The government has announced it is to give more money to Remploy, the organisation that provides work for disabled people, to help it modernise.
Minister for disabled people Anne McGuire said the company will be given cash so that it becomes financially sustainable and can support significantly more disabled workers.
Remploy currently supports 9,000 disabled people through a factory network and supported employment programmes.
A report published earlier this week set out possible solutions to the challenges facing the company.
It showed that the average annual subsidy for Remploy factory workers is £18,000 per person, with the highest subsidies more than £48,000 per person. This compares with other supported employment that costs £5,000 per person per year.

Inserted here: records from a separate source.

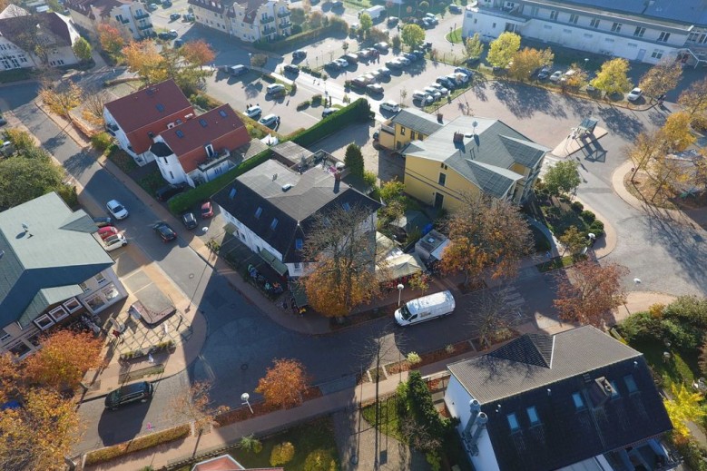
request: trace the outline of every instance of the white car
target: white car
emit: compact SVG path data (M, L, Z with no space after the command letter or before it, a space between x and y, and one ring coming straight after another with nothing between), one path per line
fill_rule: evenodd
M442 96L447 96L449 94L449 91L445 87L443 87L442 85L440 85L439 83L430 83L429 86L431 86L432 88L434 88L435 90L442 93Z
M400 111L400 105L392 100L383 102L380 103L380 109L390 113L398 113Z
M642 94L643 94L643 91L638 87L635 87L633 90L628 93L628 95L626 96L626 100L628 100L629 102L635 102L636 100L641 98Z
M123 234L115 234L106 238L103 240L103 249L105 251L110 252L121 247L128 245L128 240Z
M558 70L553 72L553 74L548 77L548 80L550 82L559 82L561 78L562 78L562 71Z
M258 104L254 104L250 108L246 108L245 113L246 116L248 116L249 118L255 119L260 114L262 114L262 108L260 108L260 106Z
M122 220L128 217L128 210L126 210L125 207L118 201L118 200L111 200L105 204L105 208L108 210L108 212L110 212L111 215L117 220Z

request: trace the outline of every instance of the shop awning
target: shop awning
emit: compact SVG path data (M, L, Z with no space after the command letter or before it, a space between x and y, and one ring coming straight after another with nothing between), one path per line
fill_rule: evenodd
M285 273L287 273L287 270L288 270L287 265L280 261L278 259L275 258L274 255L272 255L265 249L260 249L260 255L262 258L262 260L268 262L268 265L272 267L272 270L277 271L280 276L285 276Z

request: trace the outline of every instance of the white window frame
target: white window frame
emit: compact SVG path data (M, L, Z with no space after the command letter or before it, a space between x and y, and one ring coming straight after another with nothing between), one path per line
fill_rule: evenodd
M43 327L42 323L43 323L44 320L48 320L49 323ZM51 316L49 316L49 314L44 314L44 316L40 316L40 317L38 317L37 319L34 319L34 325L37 326L40 330L46 330L47 329L49 329L50 327L52 327L54 324L55 324L55 322L52 319L52 318L51 318Z
M57 315L57 313L60 314ZM49 311L49 315L52 316L52 319L54 319L54 322L58 322L59 320L67 317L69 313L66 312L66 309L64 309L64 306L57 306L56 308Z

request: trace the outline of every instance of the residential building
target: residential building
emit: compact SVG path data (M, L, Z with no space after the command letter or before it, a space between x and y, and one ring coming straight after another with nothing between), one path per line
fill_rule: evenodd
M665 470L677 464L643 354L591 326L526 334L449 365L445 404L478 471Z
M491 41L506 31L631 61L707 64L702 0L479 0L466 8L464 37Z
M140 40L155 34L146 4L133 0L66 0L74 23L93 38L98 37L98 25L109 23L125 37Z
M157 160L164 180L196 186L242 161L241 156L232 152L248 143L250 136L236 112L230 104L224 104L169 127L153 141L149 152Z
M396 139L413 133L400 122L395 125ZM427 126L432 129L429 122ZM549 151L488 118L459 116L428 136L419 132L400 150L405 156L405 191L448 211L458 208L466 195L523 202Z
M317 217L334 205L368 211L370 217L361 229L371 233L375 243L380 203L341 182L340 165L325 152L315 152L308 163L295 170L267 161L212 198L229 223L226 230L283 276L305 272L305 265L312 261L302 254L307 233Z
M442 126L442 123L427 113L403 108L380 126L378 143L387 149L399 151L410 141L424 141Z
M286 0L189 0L196 23L246 43L274 41L292 32Z
M96 231L54 192L0 212L0 352L26 355L53 326L128 295Z
M250 468L250 471L284 471L283 467ZM249 471L249 468L236 461L231 455L221 455L204 461L200 461L191 467L191 471Z
M106 131L141 166L154 160L149 151L157 134L194 116L191 103L172 79L148 85L103 107Z
M25 34L36 28L36 35ZM55 12L30 15L10 5L0 13L0 70L72 65L80 60L72 46L81 37L68 16ZM36 48L36 45L42 47ZM39 53L38 51L42 51Z

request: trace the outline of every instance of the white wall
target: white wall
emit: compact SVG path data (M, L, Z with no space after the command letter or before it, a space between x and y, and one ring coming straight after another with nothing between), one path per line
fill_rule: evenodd
M449 413L452 417L458 417L460 422L457 426L457 430L461 434L464 431L464 427L466 427L466 423L471 417L471 409L469 408L469 401L473 397L462 387L461 383L455 378L454 375L449 378L449 385L447 387L445 392L445 404L447 408L449 409ZM493 416L488 417L489 420L494 420ZM497 419L496 419L497 420ZM476 427L472 428L472 433L476 430ZM494 447L491 445L491 439L488 437L488 431L484 430L479 437L478 442L478 455L476 456L469 456L471 462L474 464L474 467L477 471L499 471L498 462L496 459L496 454L494 453Z

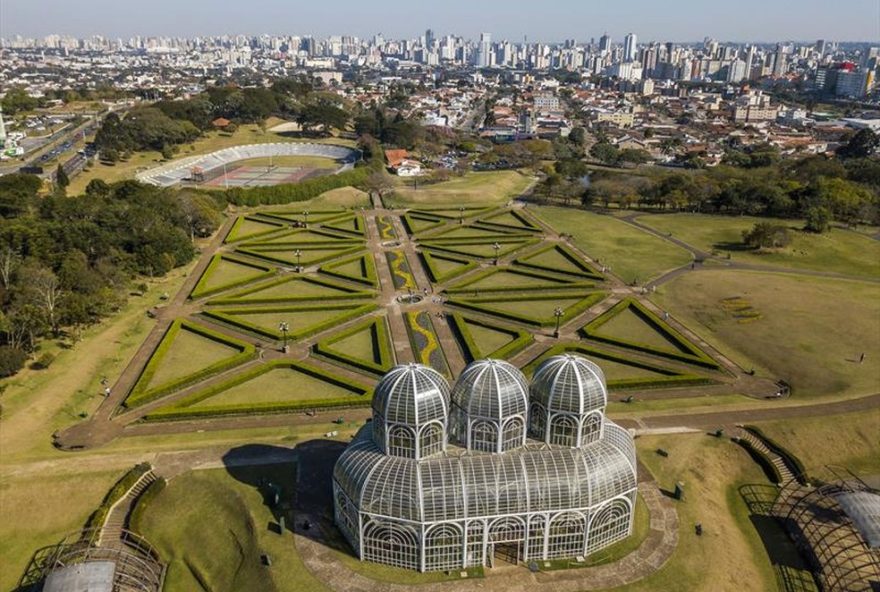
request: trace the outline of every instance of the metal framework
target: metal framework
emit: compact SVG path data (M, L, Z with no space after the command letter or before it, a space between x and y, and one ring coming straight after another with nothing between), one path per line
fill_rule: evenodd
M362 560L420 571L594 553L632 533L636 496L633 439L606 401L601 370L570 354L531 385L476 361L451 392L397 366L336 463L336 523Z
M158 592L165 568L146 539L123 530L119 540L99 544L101 529L88 529L41 549L20 584L40 586L44 592L72 589L73 582L90 581L89 590ZM97 576L97 577L96 577ZM79 589L79 588L77 588Z
M815 487L792 481L773 514L813 564L825 592L880 590L880 491L839 468ZM846 472L847 474L843 474Z

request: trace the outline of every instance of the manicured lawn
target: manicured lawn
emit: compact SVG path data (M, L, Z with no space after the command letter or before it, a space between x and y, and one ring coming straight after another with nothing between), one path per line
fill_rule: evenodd
M16 589L37 549L80 530L123 472L76 471L0 479L0 589Z
M791 383L796 397L880 390L876 284L712 270L682 275L652 298L744 368ZM725 309L732 298L750 316Z
M831 271L849 275L880 276L880 241L847 230L824 234L803 232L800 220L699 214L646 214L638 220L684 242L712 252L730 254L731 260L793 269ZM768 252L744 250L742 233L757 222L782 224L791 229L788 247Z
M192 407L219 407L225 405L259 405L318 399L354 397L348 389L293 368L276 368L260 374L253 380L234 386L208 397Z
M880 409L834 417L807 417L758 424L769 438L801 459L809 473L826 465L862 476L880 474Z
M261 478L283 488L289 502L296 486L291 464L184 473L145 509L144 536L167 560L167 592L208 590L323 591L305 568L289 531L267 529L276 518L263 504ZM293 516L286 516L288 525ZM261 554L272 558L265 567ZM204 582L204 585L201 583Z
M748 454L726 440L703 434L643 436L636 440L639 458L660 487L672 490L684 483L685 500L675 502L679 543L659 571L631 586L627 592L705 590L739 592L775 590L776 576L752 525L738 487L767 483ZM654 451L669 452L664 458ZM703 535L694 525L703 525Z
M558 207L530 206L529 212L557 232L572 235L575 245L625 282L646 283L691 261L684 249L611 216Z
M520 195L532 182L532 177L517 171L490 171L467 173L443 183L419 185L413 189L411 180L398 179L390 204L483 204L506 202Z
M603 337L613 337L667 351L681 351L629 308L612 317L597 332Z
M237 348L208 339L181 327L171 348L144 389L156 387L187 374L198 372L239 352Z

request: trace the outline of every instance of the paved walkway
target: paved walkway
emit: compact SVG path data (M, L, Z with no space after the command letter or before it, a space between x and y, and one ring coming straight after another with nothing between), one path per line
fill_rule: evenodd
M638 549L619 561L596 567L532 573L525 567L505 566L486 569L486 577L449 580L428 584L391 584L370 579L345 566L327 544L314 540L315 527L302 531L304 519L319 524L320 518L297 516L296 547L303 563L319 580L338 592L553 592L602 590L632 584L660 569L678 545L678 514L674 502L664 496L654 482L639 484L639 493L648 507L650 529Z

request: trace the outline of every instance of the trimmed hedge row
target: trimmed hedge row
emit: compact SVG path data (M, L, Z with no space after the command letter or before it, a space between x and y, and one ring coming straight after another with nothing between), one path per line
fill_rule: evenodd
M206 337L223 345L238 349L239 353L224 360L220 360L219 362L216 362L214 364L211 364L210 366L201 368L200 370L197 370L191 374L187 374L186 376L181 376L174 380L160 384L159 386L147 389L146 385L150 383L150 379L152 379L153 375L156 373L156 370L159 368L159 365L162 363L162 360L168 353L168 350L171 349L171 346L174 343L174 337L181 330L192 331L193 333L201 335L202 337ZM171 323L170 327L168 327L168 331L165 332L165 335L162 337L162 341L159 342L159 346L153 352L153 355L150 356L150 361L147 362L146 366L144 366L144 369L141 372L141 375L138 377L134 388L131 389L131 392L128 394L122 404L126 408L130 409L132 407L137 407L138 405L149 403L150 401L154 401L159 397L167 395L168 393L178 391L182 388L188 387L201 380L204 380L209 376L213 376L215 374L219 374L220 372L229 370L230 368L234 368L235 366L238 366L239 364L242 364L254 358L255 356L256 349L250 343L246 343L233 337L227 337L226 335L217 333L216 331L212 331L207 327L191 323L187 320L177 319L173 323Z
M255 250L249 248L241 248L236 249L237 253L241 253L242 255L248 255L250 257L256 257L257 259L265 259L266 261L272 261L273 263L278 263L281 265L296 265L296 262L289 261L282 257L273 257L269 253L281 252L290 254L291 251L300 250L305 254L307 251L322 251L327 249L328 245L315 245L312 244L291 244L291 245L272 245L271 248L266 246L263 247L264 250ZM323 263L325 261L330 261L331 259L336 259L337 257L346 257L348 255L353 255L358 251L362 251L364 248L363 243L357 243L351 247L340 248L334 250L329 255L324 255L322 257L318 257L317 259L306 259L303 262L303 265L316 265L318 263Z
M551 356L556 356L559 354L563 354L566 352L574 352L581 353L586 356L590 356L593 358L599 358L608 360L610 362L616 362L618 364L625 364L627 366L633 366L635 368L640 368L642 370L648 370L650 372L656 372L661 374L662 376L659 378L621 378L618 380L609 380L608 388L615 390L626 390L626 389L652 389L652 388L673 388L673 387L682 387L682 386L699 386L699 385L708 385L715 384L715 381L711 378L706 378L705 376L699 376L696 374L685 374L683 372L679 372L678 370L673 370L670 368L663 368L661 366L655 366L653 364L648 364L646 362L642 362L639 360L632 360L629 358L624 358L623 356L619 356L613 354L611 352L595 349L589 346L581 345L581 344L559 344L551 347L543 354L529 362L525 368L523 368L523 372L531 374L534 372L535 368Z
M141 522L144 519L144 513L153 504L154 500L159 497L159 494L165 490L166 485L168 485L168 482L165 481L164 477L157 477L155 481L147 485L147 488L144 489L140 497L135 500L135 505L131 509L131 514L128 518L128 529L130 531L143 535L144 529Z
M420 251L419 258L422 260L424 267L428 270L428 275L431 277L431 281L435 283L441 283L448 279L454 278L458 275L462 275L472 270L477 266L476 261L471 261L470 259L463 259L461 257L451 257L449 255L438 255L431 254L428 251ZM454 261L456 263L461 263L462 267L458 269L453 269L452 271L448 271L446 273L440 273L440 270L437 269L437 265L434 263L434 259L442 259L444 261Z
M545 280L548 282L546 286L498 286L496 288L480 288L480 292L534 292L534 291L543 291L547 290L569 290L569 289L581 289L588 290L590 288L595 288L595 284L587 283L587 282L578 282L576 280L570 278L558 278L553 277L551 275L542 274L534 271L528 271L525 269L514 269L510 267L490 267L489 269L485 269L479 273L475 273L471 277L467 279L464 283L456 284L449 288L446 288L446 292L449 294L457 294L464 292L473 292L473 288L469 288L468 286L480 282L492 275L497 273L512 273L515 275L522 275L526 277L531 277L539 280ZM556 285L552 285L549 282L556 282Z
M529 333L528 331L523 331L521 329L508 329L506 327L499 327L498 325L493 325L492 323L481 321L473 317L465 318L458 313L453 313L451 315L451 318L452 330L461 341L461 344L464 346L463 349L465 350L465 357L468 358L468 362L473 362L474 360L480 360L483 358L507 359L525 349L530 343L532 343L533 340L531 333ZM513 341L499 347L493 352L483 352L479 348L479 346L477 346L473 336L471 335L470 330L467 328L468 324L480 325L481 327L492 329L493 331L507 333L508 335L513 337Z
M254 269L263 271L262 274L257 275L250 279L241 279L233 282L229 282L226 284L221 284L219 286L215 286L210 289L203 289L203 284L207 284L208 278L211 276L213 272L217 270L217 267L223 261L229 261L231 263L236 263L238 265L245 265L247 267L253 267ZM199 278L198 283L193 288L193 291L190 292L190 299L204 298L206 296L210 296L212 294L217 294L219 292L225 292L226 290L231 290L232 288L237 288L239 286L244 286L245 284L250 284L251 282L257 282L260 280L264 280L266 278L272 277L275 275L276 270L272 267L268 267L266 265L260 265L259 263L253 263L251 261L245 261L244 259L240 259L238 257L233 257L231 255L214 255L211 257L211 262L208 263L208 266L205 268L205 271L202 272L202 276Z
M138 479L143 477L152 468L153 466L150 463L144 462L136 464L126 471L125 474L119 478L119 481L110 488L110 491L107 492L104 499L101 500L101 505L99 505L88 517L83 529L87 530L90 528L103 527L104 522L107 520L107 514L110 513L110 508L113 507L113 504L125 497L125 494L128 493L129 489L134 487L134 484L138 482Z
M507 248L502 248L500 251L498 251L498 256L504 257L510 253L513 253L514 251L518 251L519 249L525 249L526 247L530 247L532 245L538 244L540 242L540 240L539 239L531 239L531 240L523 241L523 240L514 239L513 243L505 241L505 240L498 240L498 241L489 240L489 241L480 241L480 242L466 241L466 242L462 242L462 243L449 243L449 244L446 244L446 243L434 244L433 242L430 242L430 241L422 241L419 243L419 246L423 249L429 249L431 251L439 251L440 253L452 255L455 257L472 257L474 259L484 259L485 260L485 259L494 259L495 254L492 253L492 254L487 254L487 255L478 255L473 252L468 252L467 250L463 251L462 248L467 249L467 247L470 247L470 246L483 246L483 245L487 245L487 244L491 245L494 242L497 242L499 245L502 245L502 247L504 245L508 245ZM458 247L458 248L456 248L456 247Z
M345 292L345 294L318 294L311 296L285 296L278 298L248 298L249 294L255 294L258 292L262 292L263 290L267 290L270 288L274 288L275 286L280 286L282 284L290 283L290 282L306 282L309 284L317 284L319 286L325 288L332 288L334 290L341 290ZM259 286L254 286L252 288L248 288L247 290L242 290L241 292L236 292L235 294L230 294L224 298L216 298L214 300L208 301L209 305L215 304L275 304L282 302L305 302L309 300L355 300L360 298L373 298L376 294L374 292L368 292L365 290L357 290L354 288L349 288L348 286L343 286L340 284L336 284L327 280L322 280L320 278L313 278L307 276L284 276L278 279L275 279L271 282L267 282L265 284L261 284Z
M336 271L334 268L341 267L347 263L351 263L352 261L361 260L363 264L361 265L361 269L364 272L365 277L356 277L353 275L349 275L346 273L342 273L340 271ZM366 253L364 255L355 255L354 257L347 257L340 261L336 261L329 265L323 265L319 270L319 272L324 275L329 275L335 278L339 278L342 280L348 280L350 282L357 282L359 284L366 284L371 287L379 286L379 275L376 272L376 263L373 261L373 254Z
M576 273L576 272L566 271L564 269L556 269L553 267L549 267L547 265L540 265L537 263L529 263L528 262L529 259L532 259L534 257L538 257L540 255L543 255L547 251L552 251L552 250L557 251L566 260L570 261L573 265L575 265L578 269L581 269L583 272ZM529 267L529 268L538 269L541 271L553 271L555 273L562 273L562 274L573 275L573 276L577 276L577 277L588 277L588 278L599 280L599 281L602 281L605 279L604 277L602 277L602 274L600 274L599 272L594 270L592 267L587 265L580 257L577 256L577 254L574 251L572 251L571 249L569 249L565 245L549 245L543 249L539 249L538 251L535 251L531 255L527 255L526 257L522 257L520 259L517 259L516 261L514 261L514 263L516 263L517 265L522 265L523 267Z
M560 297L566 298L566 297L570 297L570 296L571 296L570 294L548 294L548 295L541 295L541 296L526 295L526 296L519 296L519 297L506 296L505 301L513 302L513 301L523 301L523 300L555 300ZM567 323L568 321L570 321L571 319L573 319L577 315L581 314L582 312L584 312L585 310L587 310L588 308L590 308L591 306L593 306L597 302L601 301L603 298L605 298L605 296L607 296L607 294L605 292L591 292L591 293L587 294L587 296L585 298L581 299L579 302L568 307L564 311L564 314L562 315L562 317L559 320L560 325L564 325L565 323ZM485 299L484 298L484 299L478 299L478 300L450 299L449 304L452 304L454 306L458 306L460 308L466 308L468 310L474 310L477 312L491 314L491 315L505 318L505 319L508 319L511 321L516 321L518 323L525 323L527 325L534 325L536 327L549 327L549 326L556 323L555 318L537 319L534 317L529 317L526 315L521 315L521 314L517 314L517 313L505 311L505 310L499 310L499 309L493 308L492 306L487 306L485 304L487 302L488 303L495 302L496 300L497 299L494 299L494 298L493 299Z
M233 236L235 236L235 233L238 232L240 227L243 226L246 221L258 222L260 224L268 224L270 226L275 226L276 228L263 230L260 232L254 232L252 234L249 234L249 235L247 235L245 237L241 237L241 238L232 238ZM280 222L273 222L272 220L261 220L260 218L257 218L254 216L239 216L238 218L235 219L235 222L232 223L232 227L229 229L229 232L226 233L226 237L224 237L223 242L226 244L235 243L235 242L242 241L242 240L252 239L257 236L263 236L263 235L267 235L267 234L275 234L276 232L279 232L281 230L286 230L286 226Z
M373 327L375 327L375 333L373 333ZM371 362L368 360L364 360L362 358L355 358L348 354L344 354L341 351L333 349L333 344L346 339L347 337L351 337L352 335L359 333L360 331L370 331L371 332L371 341L373 342L373 347L378 349L379 359L381 363L377 364L375 362ZM376 374L384 374L391 369L394 365L394 355L391 353L391 340L388 336L388 327L385 324L384 318L377 318L366 323L361 323L359 325L355 325L342 333L338 333L330 338L319 341L315 345L312 346L312 351L316 354L320 354L326 358L330 358L337 362L342 362L348 366L353 366L355 368L359 368L361 370L366 370L368 372L374 372ZM375 349L374 349L375 351Z
M617 337L607 337L604 335L599 335L597 333L598 329L602 325L604 325L628 308L632 309L632 311L639 318L645 321L652 329L663 335L669 341L672 341L674 345L690 353L671 352L654 347L652 345L637 343L635 341L629 341ZM620 347L634 349L636 351L641 351L647 354L669 358L671 360L677 360L679 362L687 362L689 364L695 364L697 366L703 366L704 368L709 368L711 370L720 369L718 362L710 358L703 350L693 345L684 335L670 327L667 323L664 323L662 320L660 320L659 317L657 317L654 313L645 308L645 306L641 302L632 298L625 298L615 304L613 307L605 311L602 315L596 317L587 325L582 327L580 329L580 333L584 337L592 339L594 341L601 341L604 343L609 343L611 345L619 345Z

The report put forward a range of possible scenarios for the business – from ‘no change’ to complete closure of the factory network.
McGuire said the government would give Remploy additional funding of £111m over five years to prevent immediate closures. But she made clear the company would need to modernise to become financially sustainable and support significantly more disabled staff into work.
“The report shows that simply keeping the status quo will neither help increase the number of disabled people supported by Remploy nor be a good use of public money,” McGuire said.
“I will be asking the board of Remploy to bring forward a five-year restructuring plan. I expect that full and meaningful consultation with the unions and employees will take place as this strategy is developed. I will also be asking for proposals which protect Remploy’s disabled employees from compulsory redundancy.”
However, trade unions representing employees at Remploy have passed a vote of no confidence in the board.
The unions claim to have identified a “number of inappropriate and rash investments which have led the company to sustain massive losses, putting the jobs of thousands of disabled workers at risk”.
The union consortium is calling on the government to replace the board “with people with the skills and vision” to take the company forward.
Jennie Formby, national secretary of the T&G and chair of the national consortium, said: “Disabled workers in Remploy deserve better leadership than this board can provide.”